Ray Chambers, UN Special Envoy for Financing the Health Millennium Development Goals and Malaria, worked for 18 months with Shah and a panel of esteemed business, health and development experts and bipartisan former Congress members to identify opportunities for improved efficiency and effectiveness that will realign $2.9 billion of the Agency’s resources by the end of 2015 to save up to 500,000 children from preventable deaths. The panel also strongly recommended that USAID centralize decision making and restructure procurement processes by establishing a maternal and child health coordinator, following the model of USAID’s own President’s Malaria Initiative (PMI). The proposed coordinator would be tasked with overseeing USAID’s near- and longer-term goals for impact, as well as working to gain greater contracting and operational efficiency, and have substantially greater budgetary and approval authority.

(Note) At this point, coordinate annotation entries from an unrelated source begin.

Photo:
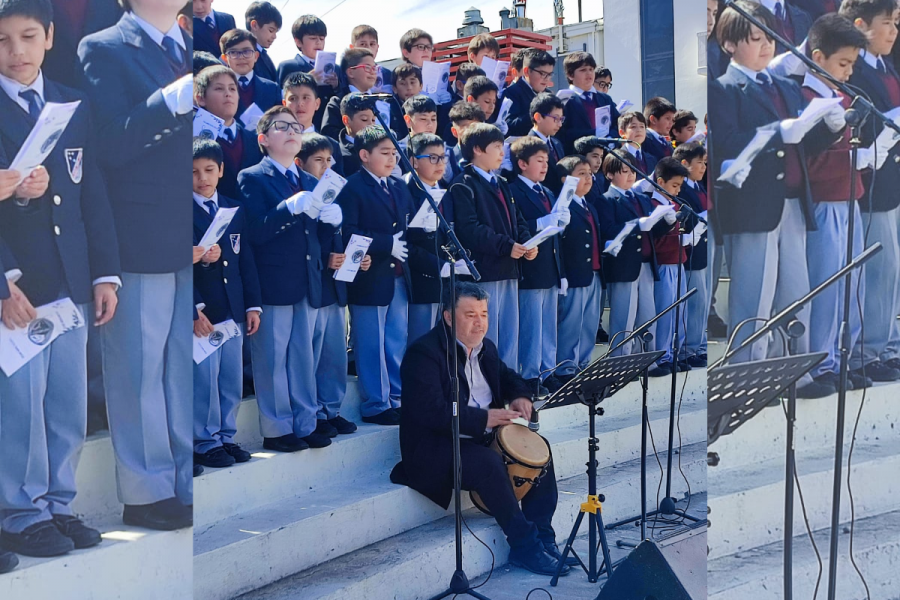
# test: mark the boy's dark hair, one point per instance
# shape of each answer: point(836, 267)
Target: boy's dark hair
point(263, 13)
point(39, 10)
point(479, 135)
point(524, 148)
point(368, 138)
point(204, 78)
point(300, 80)
point(418, 105)
point(689, 152)
point(352, 104)
point(208, 149)
point(233, 37)
point(421, 142)
point(404, 70)
point(362, 30)
point(731, 25)
point(308, 25)
point(575, 61)
point(543, 104)
point(832, 32)
point(867, 10)
point(466, 111)
point(412, 36)
point(484, 41)
point(478, 85)
point(312, 143)
point(658, 107)
point(668, 167)
point(353, 57)
point(203, 59)
point(630, 116)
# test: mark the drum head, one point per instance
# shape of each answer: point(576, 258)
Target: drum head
point(524, 445)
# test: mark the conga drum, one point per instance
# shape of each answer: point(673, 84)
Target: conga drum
point(526, 456)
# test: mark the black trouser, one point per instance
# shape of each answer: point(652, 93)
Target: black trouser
point(483, 471)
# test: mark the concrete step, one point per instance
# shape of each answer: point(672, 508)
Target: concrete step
point(757, 574)
point(418, 562)
point(746, 503)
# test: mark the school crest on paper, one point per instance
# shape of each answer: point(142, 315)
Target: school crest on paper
point(75, 164)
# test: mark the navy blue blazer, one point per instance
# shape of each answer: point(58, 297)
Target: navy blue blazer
point(369, 212)
point(578, 124)
point(285, 246)
point(758, 205)
point(66, 239)
point(145, 149)
point(482, 226)
point(207, 39)
point(229, 286)
point(547, 268)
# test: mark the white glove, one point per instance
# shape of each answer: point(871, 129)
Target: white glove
point(398, 250)
point(331, 214)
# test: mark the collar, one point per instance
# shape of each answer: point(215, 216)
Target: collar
point(157, 36)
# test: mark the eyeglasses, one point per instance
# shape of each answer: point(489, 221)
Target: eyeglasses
point(434, 158)
point(246, 53)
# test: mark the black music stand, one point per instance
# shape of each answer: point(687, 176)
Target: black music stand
point(600, 380)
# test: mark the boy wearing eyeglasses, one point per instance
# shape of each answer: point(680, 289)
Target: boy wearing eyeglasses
point(285, 225)
point(239, 52)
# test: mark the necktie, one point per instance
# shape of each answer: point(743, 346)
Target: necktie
point(35, 104)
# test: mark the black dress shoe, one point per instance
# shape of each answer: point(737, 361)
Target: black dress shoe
point(74, 529)
point(323, 427)
point(40, 539)
point(236, 452)
point(8, 562)
point(216, 458)
point(536, 561)
point(165, 515)
point(343, 426)
point(317, 440)
point(285, 443)
point(387, 417)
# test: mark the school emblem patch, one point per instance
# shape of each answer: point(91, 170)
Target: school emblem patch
point(75, 164)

This panel review and recommendations are a part of the longer-term initiative USAID has undertaken over the course of several years—a series reforms that position the Agency to lead the fight to end extreme poverty around the world.
In addition, USAID will announce more than $600 million dollars in new partnerships and awards with more than 26 partners, including:
USAID and Jhpiego, along with a consortium of global organizations, will announce a new $500 million flagship award, USAID's “Maternal and Child Survival Program.” The program is will ensure that the women, newborns, and children most in need have equitable access to quality health care services. The program will also help to save lives by supporting the introduction, scaling, and sustainability of high-impact reproductive, maternal, newborn, and child health interventions.

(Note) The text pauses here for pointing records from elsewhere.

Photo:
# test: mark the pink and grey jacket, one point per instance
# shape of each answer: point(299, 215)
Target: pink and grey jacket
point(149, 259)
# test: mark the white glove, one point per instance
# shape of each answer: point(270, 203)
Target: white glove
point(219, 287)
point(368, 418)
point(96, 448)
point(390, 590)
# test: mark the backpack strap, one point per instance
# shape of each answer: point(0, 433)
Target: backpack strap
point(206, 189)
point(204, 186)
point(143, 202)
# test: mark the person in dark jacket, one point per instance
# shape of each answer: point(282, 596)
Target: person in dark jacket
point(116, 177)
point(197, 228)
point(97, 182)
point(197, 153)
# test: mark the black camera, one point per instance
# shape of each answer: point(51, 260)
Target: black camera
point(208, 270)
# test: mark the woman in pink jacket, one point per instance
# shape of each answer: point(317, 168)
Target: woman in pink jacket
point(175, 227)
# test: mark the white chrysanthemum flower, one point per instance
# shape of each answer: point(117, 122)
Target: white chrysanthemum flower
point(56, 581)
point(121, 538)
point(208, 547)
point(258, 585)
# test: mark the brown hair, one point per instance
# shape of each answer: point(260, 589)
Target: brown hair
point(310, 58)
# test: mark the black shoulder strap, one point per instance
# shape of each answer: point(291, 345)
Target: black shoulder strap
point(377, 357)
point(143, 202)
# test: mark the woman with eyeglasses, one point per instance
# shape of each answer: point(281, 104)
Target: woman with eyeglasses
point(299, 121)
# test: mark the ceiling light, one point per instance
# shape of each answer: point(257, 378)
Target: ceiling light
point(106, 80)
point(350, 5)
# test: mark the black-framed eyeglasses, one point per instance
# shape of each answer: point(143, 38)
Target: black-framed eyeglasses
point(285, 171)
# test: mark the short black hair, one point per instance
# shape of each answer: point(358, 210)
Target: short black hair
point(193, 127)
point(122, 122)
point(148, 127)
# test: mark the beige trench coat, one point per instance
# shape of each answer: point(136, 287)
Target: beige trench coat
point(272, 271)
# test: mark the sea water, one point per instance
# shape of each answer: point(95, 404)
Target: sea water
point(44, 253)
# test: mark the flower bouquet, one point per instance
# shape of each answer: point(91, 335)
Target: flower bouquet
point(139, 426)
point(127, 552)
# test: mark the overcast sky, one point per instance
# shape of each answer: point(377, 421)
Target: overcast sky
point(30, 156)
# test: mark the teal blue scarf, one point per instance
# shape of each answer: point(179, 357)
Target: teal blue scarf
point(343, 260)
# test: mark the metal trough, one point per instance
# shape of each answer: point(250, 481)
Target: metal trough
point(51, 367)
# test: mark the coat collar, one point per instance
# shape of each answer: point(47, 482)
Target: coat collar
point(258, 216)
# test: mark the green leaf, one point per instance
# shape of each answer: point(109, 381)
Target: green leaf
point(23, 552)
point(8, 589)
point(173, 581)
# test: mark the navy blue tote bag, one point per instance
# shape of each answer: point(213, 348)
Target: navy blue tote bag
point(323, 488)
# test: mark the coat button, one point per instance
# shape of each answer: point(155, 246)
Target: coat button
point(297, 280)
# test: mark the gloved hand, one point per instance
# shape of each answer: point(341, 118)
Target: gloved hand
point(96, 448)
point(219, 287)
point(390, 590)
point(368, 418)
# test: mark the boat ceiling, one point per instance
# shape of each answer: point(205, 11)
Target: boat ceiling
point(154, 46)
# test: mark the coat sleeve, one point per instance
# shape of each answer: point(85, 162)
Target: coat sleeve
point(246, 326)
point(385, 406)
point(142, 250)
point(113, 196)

USAID will announce that it has joined an important partnership with Project Last Mile, alongside The Coca-Cola Company and its Foundations, the Bill & Melinda Gates Foundation, Accenture Development Partnerships (ADP), the The Global Fund to Fight AIDS, Tuberculosis and Malaria, Yale Global Health Leadership Institute, and Global Environment and Technology Foundation. In support of Project Last Mile, USAID and partners will expand the project by investing more than $21 million to help provide access to critical medicines and medical supplies to African communities in 10 countries, up from two. The project has already made a significant impact—in Tanzania, the government has reorganized and expanded its distribution system from 150 drop-off points in 2010 to 5,500 health care facilities now.
USAID, the American Academy of Pediatrics, and pediatric associations of Nigeria, India, and Ethiopia will announce the “Helping 100,000 Babies Survive and Thrive” partnership, a new initiative aimed at saving at least 100,000 newborn lives each year in partnership with Laerdal Global Health, Johnson & Johnson, the Government of Norway, and the Bill & Melinda Gates Foundation. This is an expansion of the Survive and Thrive Global Development Alliance, which was announced at the 2012 Call to Action.

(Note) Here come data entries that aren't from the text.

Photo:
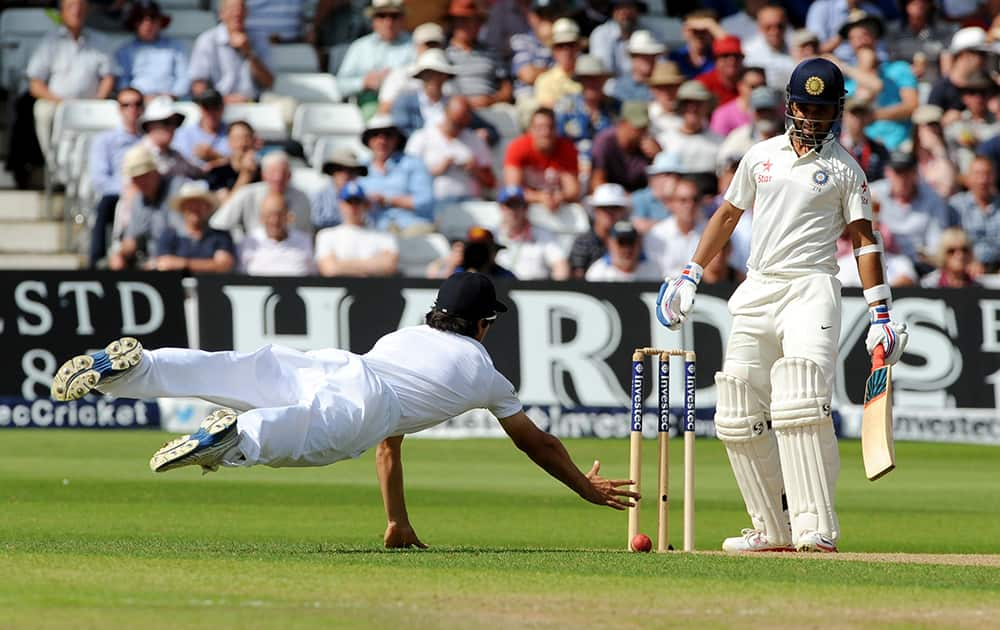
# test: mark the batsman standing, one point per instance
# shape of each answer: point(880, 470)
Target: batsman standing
point(288, 408)
point(774, 390)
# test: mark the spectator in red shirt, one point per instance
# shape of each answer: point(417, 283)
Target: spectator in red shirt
point(542, 163)
point(722, 79)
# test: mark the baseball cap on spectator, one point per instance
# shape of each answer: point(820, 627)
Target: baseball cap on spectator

Working with key partners such as USAID, Johnson & Johnson will reaffirm its dedication to create a world in which no baby dies from a preventable cause through the launch of a new 5-year, $30 million commitment to save more newborn lives. As part of this, Johnson & Johnson will contribute $1 million to the new USAID-led initiative “Helping 100,000 Babies Survive and Thrive.”
Tore Laerdal, managing director of Laerdal Global Health and executive director of Laerdal Foundation, will announce a commitment of $55 million in support of USAID 's public private partnerships, including the new Helping 100,000 Babies Survive and Thrive, and other partners' efforts to end preventable newborn and maternal deaths.